We selected three similar applications from a programming language and architecture standpoint. This helps limit external threats to validity related to application selection and generalization of results. This also allows comparing obtained results, as all three applications include the same layers. Application selection and metric extraction were finalized before data analysis, to eliminate selection bias. All results are presented both individually, per-application, as well as in aggregate form.

However, we believe one of our most important contributions was the comparative evaluation against a large-scale cross-sectional study that was carried out using the same methodology as ours. We believe this will help create a solid basis for additional studies towards a metric-based understanding of software quality and the software development process.
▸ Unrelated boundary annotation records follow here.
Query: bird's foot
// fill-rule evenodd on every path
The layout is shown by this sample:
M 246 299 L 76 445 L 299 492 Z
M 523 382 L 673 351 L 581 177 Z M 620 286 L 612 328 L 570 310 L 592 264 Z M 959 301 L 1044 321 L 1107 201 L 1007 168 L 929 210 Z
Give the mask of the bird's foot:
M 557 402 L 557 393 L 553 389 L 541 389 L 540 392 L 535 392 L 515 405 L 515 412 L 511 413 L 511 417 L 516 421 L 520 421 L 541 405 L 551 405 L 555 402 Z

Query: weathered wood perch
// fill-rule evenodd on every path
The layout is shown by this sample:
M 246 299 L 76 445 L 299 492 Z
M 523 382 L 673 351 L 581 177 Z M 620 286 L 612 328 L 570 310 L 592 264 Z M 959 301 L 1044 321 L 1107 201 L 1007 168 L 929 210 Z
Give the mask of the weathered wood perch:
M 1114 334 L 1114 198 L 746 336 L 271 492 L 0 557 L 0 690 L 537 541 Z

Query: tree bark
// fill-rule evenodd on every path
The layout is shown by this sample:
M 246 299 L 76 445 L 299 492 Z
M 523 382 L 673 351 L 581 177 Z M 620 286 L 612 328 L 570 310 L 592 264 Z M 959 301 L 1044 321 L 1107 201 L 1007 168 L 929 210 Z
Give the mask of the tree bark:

Among existing threats, we must include the limited number and types of studied applications. This means that additional research is required in order to draw conclusions about other types of software, such as non GUI-driven or mobile applications. Furthermore, as we only included open-source software, they might not be representative for other applications. As such, we believe that additional experimental evaluation is required in order to cover additional applications, programming languages as well as considered metrics.

5 Conclusions and Future Work

In this paper we establish a number of metrics that previous research has associated with software product quality. We select three open-source, user interface-driven applications developed in Java and analyze the values and relations between these metrics within each application’s entire development history.

Each step of our evaluation is detailed and we employ open-source tooling to ensure that our evaluation is repeatable. At each step, we compare our results with a comparable large-scale evaluation, obtaining results from an aggregate of over 250Footnote 17 application versions. We believe these combined results provide a sound foundation to be used in further research.

We found that metric distributions, mean, median and modus values were consistent across the studies. Mean and median values prove stable once applications reach maturity, as evidenced in all three target applications. Comparing values across studied applications revealed the existence of trends in metric values, driven by the architecture and design of the underlying application.

With regards to identified metric dependencies, we could identify metric pairs showing strong correlation across applications and application versions, as well as certain metrics that did not show correlation with any others. We further investigated the confounding effect of class size in order to confirm our findings.

Our longitudinal approach also revealed that across many application version we could not witness significant changes to aggregated metric values. Where such changes occurred, they were mostly driven by application development as well as refactoring, and were reflected in object-oriented metric values.

An important avenue for further research regards a finer grained analysis, in order to detect significant changes at package and class levels, not just those that are visible at aggregated level. Our evaluation should be extended in order to cover other application types, including mobile and non user interface-driven software. We believe this type of research can lay the foundation for identifying suitable metric thresholds that point toward good design practices. Another aspect regards the role played by the programming language itself, as it too plays an influence on metric values.

The end goal of this research is represented by a characterization of good design and development practices, where software metrics will have an important role for understanding and controlling the software development process.